Dickens wrote of redemption, hope and a prosperous future for all, but I fear that Cameron, Clegg, Miliband and co. will not provide the same. So, it was with heavy heart, through 21st century, and by now misted over specs that I saw poor Tiny Tim limp off to carry out his community service because his benefits had been withdrawn and he had been assessed as fit to work for a minimum wage. Old and work-weary Bob Cratchit (played graciously by Salford local Jack Lord), up even earlier than ever as he struggled to get to work on time, because the transport system had long since been closed down to “encourage” people to find environmentally-friendly travel alternatives. He now walked miles to work in order to avoid the planet-tax imposed on “carbon creators” by the Government. With his pension pot plundered, and a pay cut imposed, he worked harder and spent longer in the Scrooges cold and dilapidated office than ever before.

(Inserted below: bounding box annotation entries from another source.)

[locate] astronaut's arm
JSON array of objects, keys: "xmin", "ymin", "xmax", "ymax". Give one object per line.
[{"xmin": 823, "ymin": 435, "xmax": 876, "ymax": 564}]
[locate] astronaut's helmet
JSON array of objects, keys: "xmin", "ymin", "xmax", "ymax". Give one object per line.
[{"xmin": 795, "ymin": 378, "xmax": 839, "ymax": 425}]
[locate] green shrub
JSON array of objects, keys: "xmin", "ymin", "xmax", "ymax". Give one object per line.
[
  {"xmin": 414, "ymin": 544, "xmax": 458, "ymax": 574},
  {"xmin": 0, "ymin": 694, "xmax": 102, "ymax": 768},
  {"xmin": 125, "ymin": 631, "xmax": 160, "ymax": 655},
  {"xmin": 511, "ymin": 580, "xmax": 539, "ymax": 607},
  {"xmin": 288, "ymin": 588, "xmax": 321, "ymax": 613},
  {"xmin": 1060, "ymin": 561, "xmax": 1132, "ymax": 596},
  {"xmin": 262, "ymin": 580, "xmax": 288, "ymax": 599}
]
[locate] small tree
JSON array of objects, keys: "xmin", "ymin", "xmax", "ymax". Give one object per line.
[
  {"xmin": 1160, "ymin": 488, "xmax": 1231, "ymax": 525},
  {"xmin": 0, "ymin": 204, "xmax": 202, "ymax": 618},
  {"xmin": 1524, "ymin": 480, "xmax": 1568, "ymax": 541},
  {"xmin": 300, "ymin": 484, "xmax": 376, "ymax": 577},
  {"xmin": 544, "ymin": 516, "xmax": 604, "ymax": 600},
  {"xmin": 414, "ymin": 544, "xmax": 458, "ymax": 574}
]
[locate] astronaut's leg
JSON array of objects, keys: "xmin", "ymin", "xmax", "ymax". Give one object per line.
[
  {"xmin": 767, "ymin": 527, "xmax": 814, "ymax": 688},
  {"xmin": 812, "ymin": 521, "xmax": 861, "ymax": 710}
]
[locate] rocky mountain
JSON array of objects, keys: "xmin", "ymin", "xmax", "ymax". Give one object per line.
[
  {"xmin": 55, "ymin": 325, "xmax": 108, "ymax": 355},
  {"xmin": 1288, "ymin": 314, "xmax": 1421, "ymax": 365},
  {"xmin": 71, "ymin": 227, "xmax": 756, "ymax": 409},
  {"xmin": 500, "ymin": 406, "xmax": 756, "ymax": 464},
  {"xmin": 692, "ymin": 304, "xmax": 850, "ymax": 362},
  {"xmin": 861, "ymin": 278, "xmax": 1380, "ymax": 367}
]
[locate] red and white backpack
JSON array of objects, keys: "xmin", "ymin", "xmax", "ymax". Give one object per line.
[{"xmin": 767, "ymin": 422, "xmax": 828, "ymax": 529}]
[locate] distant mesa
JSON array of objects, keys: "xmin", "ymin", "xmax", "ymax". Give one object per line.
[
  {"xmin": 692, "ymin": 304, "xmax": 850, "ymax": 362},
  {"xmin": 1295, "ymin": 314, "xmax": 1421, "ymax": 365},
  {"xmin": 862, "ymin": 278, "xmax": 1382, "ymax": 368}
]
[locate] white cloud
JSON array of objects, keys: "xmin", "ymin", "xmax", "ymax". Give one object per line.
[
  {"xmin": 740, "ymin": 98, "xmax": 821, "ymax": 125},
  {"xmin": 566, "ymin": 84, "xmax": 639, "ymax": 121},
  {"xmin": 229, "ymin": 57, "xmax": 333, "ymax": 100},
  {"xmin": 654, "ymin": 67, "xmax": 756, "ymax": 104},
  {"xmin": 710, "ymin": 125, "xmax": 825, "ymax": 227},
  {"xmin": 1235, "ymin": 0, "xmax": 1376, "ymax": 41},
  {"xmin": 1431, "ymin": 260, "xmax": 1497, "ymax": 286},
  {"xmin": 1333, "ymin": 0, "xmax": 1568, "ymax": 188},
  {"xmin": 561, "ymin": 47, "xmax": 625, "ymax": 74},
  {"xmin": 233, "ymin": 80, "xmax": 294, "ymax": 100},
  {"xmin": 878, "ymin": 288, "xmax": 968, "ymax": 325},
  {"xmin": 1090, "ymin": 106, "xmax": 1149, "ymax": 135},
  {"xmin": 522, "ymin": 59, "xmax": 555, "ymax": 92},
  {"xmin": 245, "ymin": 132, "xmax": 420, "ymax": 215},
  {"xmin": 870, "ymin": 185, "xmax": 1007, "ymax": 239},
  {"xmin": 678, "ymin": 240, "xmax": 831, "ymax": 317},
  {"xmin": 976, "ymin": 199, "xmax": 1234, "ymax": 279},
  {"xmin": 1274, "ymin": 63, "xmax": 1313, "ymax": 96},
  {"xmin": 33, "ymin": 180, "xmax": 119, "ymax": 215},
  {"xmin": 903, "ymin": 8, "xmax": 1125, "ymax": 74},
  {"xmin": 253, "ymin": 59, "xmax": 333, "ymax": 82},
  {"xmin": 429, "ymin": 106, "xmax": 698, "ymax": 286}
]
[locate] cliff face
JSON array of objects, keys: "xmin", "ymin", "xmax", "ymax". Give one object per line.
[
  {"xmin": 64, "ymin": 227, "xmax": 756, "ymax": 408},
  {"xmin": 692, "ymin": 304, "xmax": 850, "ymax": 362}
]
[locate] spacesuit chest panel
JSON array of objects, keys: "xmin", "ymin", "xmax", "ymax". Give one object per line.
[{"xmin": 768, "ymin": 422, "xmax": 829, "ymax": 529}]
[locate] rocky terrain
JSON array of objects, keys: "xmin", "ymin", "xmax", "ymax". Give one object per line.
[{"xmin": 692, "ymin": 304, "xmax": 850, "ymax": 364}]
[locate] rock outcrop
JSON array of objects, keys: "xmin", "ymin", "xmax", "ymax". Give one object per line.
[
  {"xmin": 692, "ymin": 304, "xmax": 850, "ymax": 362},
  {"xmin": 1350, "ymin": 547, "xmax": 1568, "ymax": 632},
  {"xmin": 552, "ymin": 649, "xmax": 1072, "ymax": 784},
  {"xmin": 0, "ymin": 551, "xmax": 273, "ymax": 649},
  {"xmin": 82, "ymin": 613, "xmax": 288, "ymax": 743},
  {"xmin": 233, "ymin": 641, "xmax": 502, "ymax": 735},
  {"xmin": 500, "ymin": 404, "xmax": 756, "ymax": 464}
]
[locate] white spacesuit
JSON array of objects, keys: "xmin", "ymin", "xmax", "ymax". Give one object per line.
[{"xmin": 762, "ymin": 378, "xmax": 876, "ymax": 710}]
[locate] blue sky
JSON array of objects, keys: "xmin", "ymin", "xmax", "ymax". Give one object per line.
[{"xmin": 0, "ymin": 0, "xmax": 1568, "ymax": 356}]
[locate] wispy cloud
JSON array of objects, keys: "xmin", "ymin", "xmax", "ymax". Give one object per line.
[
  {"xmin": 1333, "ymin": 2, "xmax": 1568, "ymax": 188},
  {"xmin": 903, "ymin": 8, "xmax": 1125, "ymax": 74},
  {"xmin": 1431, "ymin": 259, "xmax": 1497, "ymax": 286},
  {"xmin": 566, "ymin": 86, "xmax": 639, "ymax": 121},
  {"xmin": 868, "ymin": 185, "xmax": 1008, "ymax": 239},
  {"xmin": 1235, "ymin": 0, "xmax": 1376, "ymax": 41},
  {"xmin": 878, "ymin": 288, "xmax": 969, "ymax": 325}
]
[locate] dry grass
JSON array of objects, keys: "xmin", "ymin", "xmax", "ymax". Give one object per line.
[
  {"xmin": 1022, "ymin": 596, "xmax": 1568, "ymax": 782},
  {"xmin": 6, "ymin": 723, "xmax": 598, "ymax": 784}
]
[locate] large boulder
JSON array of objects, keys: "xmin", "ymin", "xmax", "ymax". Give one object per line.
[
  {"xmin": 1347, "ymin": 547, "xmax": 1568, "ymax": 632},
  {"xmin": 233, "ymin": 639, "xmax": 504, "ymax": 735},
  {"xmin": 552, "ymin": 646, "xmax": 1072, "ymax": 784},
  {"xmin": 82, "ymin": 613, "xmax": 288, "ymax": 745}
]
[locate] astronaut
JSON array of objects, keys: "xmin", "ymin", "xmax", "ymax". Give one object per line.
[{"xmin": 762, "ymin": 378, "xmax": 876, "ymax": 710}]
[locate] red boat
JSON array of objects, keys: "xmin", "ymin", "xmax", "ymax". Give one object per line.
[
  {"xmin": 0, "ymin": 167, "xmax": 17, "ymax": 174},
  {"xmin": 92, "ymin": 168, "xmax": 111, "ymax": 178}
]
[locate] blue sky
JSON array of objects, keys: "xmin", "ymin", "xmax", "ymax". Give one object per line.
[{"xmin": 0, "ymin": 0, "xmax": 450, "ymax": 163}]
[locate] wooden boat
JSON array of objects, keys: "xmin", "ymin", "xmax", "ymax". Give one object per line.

Poor Mrs Cratchit (played with motherly warmth by Abigail McGibbon) now stuck at home all day in temporary housing with the youngest child who could no longer afford to go to school since the introduction of fees for all, from cradle to grave were introduced to pay off Britain’s deficit. She struggled to manage on a reduced budget especially since rationing had been introduced to “encourage” the poor to eat more healthily. She could now no longer buy cheap, tasty and filling food at the supermarket and had to spend hours tracking down the racketeers selling these foods at marked-up prices and avoiding arrest by the “managing menus support officers” for possession of “junk food”, which was now a criminal offence.


And what of old Scrooge? Well, he’s still counting up the piles of profit, in pounds, euros, dollars, yuan and rupees oblivious to the misery of others around him.

2011 and beyond!

But back in the real world, with specs abandoned, all is not lost. Some of us at the Manchester Salon can still imagine a very different and much improved 21st century for everyone. We meet regularly to discuss our ideas and to challenge mainstream thinking and welcome others who have something to say about the future direction of society. Next discussion is looking at the issue of relevance in appreciating poetry - click on Poetry: its relevance and beyond.

So for now, in the best tradition of Dickens, we would like to wish all our readers and supporters a very merry Christmas and a prosperous and combative new year!